Nach Abschluss der Fermentation werden die Kirschen auf Raised Beds getrocknet. Die Trocknung erfolgt langsam, mit Fokus auf gleichmäßigen Feuchteabbau und reduzierter direkter Sonneneinstrahlung. Ziel ist es, die während der Fermentation entstandenen Aromavorstufen zu konservieren, ohne sie durch lokale Überfermentation oder Stressnoten zu zerstören. Das Ergebnis ist ein anaerober Natural mit hoher Aromatik, aber klarer innerer Ordnung.
Röststil – Fermentation lesbar halten
Anaerob aufbereitete Naturals bringen eine hohe aromatische Dichte bei gleichzeitig niedrigem pH-Wert mit. Entsprechend sensibel reagieren sie auf Energieeintrag und Entwicklungsführung. Beim Rösten auf dem Loring liegt der Fokus auf kontrollierter Anfangsenergie. Ein zu steiler Temperaturanstieg würde die vorhandenen Säuren isolieren und die Fermentation in Richtung alkoholischer Spitzen treiben. Stattdessen wird die Bohne früh stabilisiert, um Säure in die Matrix aus Süße und Textur einzubetten. Die Maillard-Phase ist bewusst verlängert. Hier werden die fruchtigen Vorstufen strukturell verankert und Textur aufgebaut. Ziel ist keine zusätzliche Karamellisierung, sondern Integration. Die Entwicklungszeit bleibt moderat: lang genug für Löslichkeit und Balance, kurz genug, um Ester und Fruchtspannung zu erhalten.
Als Filter geröstet zeigt Ruronzi eine lebendige, aber kontrollierte Säure, hohe Klarheit und einen langen, sauberen Nachhall. Die Röstung übersetzt das Processing präzise – ohne es zu überzeichnen.
Sensorik – fermentativ und strukturiert
In der Tasse zeigt Ruronzi eine ausgeprägte, reife Frucht: Sauerkirsche und Ananas stehen im Vordergrund, begleitet von rumartigen, leicht weinigen Noten.
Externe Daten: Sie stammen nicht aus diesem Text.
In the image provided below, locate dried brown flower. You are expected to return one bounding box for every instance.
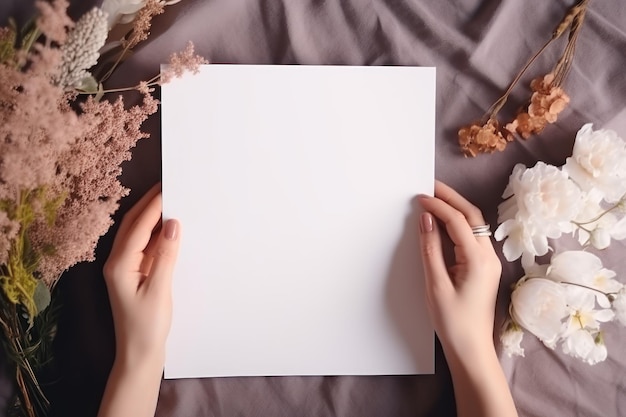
[160,42,209,84]
[459,119,511,157]
[505,73,569,139]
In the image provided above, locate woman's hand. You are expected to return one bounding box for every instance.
[419,181,502,350]
[98,186,180,417]
[419,182,517,417]
[104,185,180,362]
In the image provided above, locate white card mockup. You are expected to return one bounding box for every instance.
[162,65,435,378]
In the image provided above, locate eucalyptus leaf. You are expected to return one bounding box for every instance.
[33,280,51,315]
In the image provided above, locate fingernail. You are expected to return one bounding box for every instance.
[420,213,433,233]
[163,220,178,240]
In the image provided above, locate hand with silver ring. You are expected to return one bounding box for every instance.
[419,181,517,417]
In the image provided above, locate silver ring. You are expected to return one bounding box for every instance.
[472,224,491,237]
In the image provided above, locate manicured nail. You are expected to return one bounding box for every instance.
[420,213,433,233]
[163,220,178,240]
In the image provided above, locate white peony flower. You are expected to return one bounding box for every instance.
[500,320,524,358]
[494,162,582,266]
[563,123,626,203]
[563,285,615,337]
[612,287,626,326]
[563,329,607,365]
[511,278,570,349]
[574,192,626,249]
[547,251,623,308]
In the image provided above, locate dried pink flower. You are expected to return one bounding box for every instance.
[161,42,209,84]
[31,94,158,284]
[122,0,165,49]
[458,119,511,157]
[505,73,569,139]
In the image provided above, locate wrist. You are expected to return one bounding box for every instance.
[113,349,165,373]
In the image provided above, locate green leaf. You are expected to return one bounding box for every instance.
[33,280,51,315]
[94,83,104,101]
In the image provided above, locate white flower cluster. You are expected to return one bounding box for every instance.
[57,7,109,88]
[500,251,626,365]
[494,124,626,267]
[495,124,626,365]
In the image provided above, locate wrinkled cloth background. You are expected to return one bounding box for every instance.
[0,0,626,417]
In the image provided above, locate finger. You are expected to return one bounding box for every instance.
[116,193,161,271]
[419,196,478,248]
[116,182,161,244]
[420,212,451,291]
[435,181,493,247]
[148,219,181,294]
[435,181,486,227]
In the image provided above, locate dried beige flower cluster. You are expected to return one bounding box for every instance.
[505,73,569,139]
[458,0,589,157]
[459,119,510,156]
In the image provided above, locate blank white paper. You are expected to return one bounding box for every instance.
[162,65,435,378]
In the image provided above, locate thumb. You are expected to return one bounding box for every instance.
[149,219,181,288]
[420,212,451,291]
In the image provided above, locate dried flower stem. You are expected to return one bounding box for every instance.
[481,0,589,124]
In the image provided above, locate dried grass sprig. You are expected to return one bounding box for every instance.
[458,0,589,157]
Die Säure ist präsent, aber eingebettet, mit mittlerem bis hohem Spannungsbogen. Der Körper ist saftig, die Textur glatt, die Süße erinnert an fermentierte Frucht und braunen Zucker. Im Abgang bleibt der Kaffee lang, warm und klar – ohne alkoholische Schärfe, ohne flüchtige Spitzen. Ein anaerober Natural mit Tiefe, Kontrolle und Herkunft.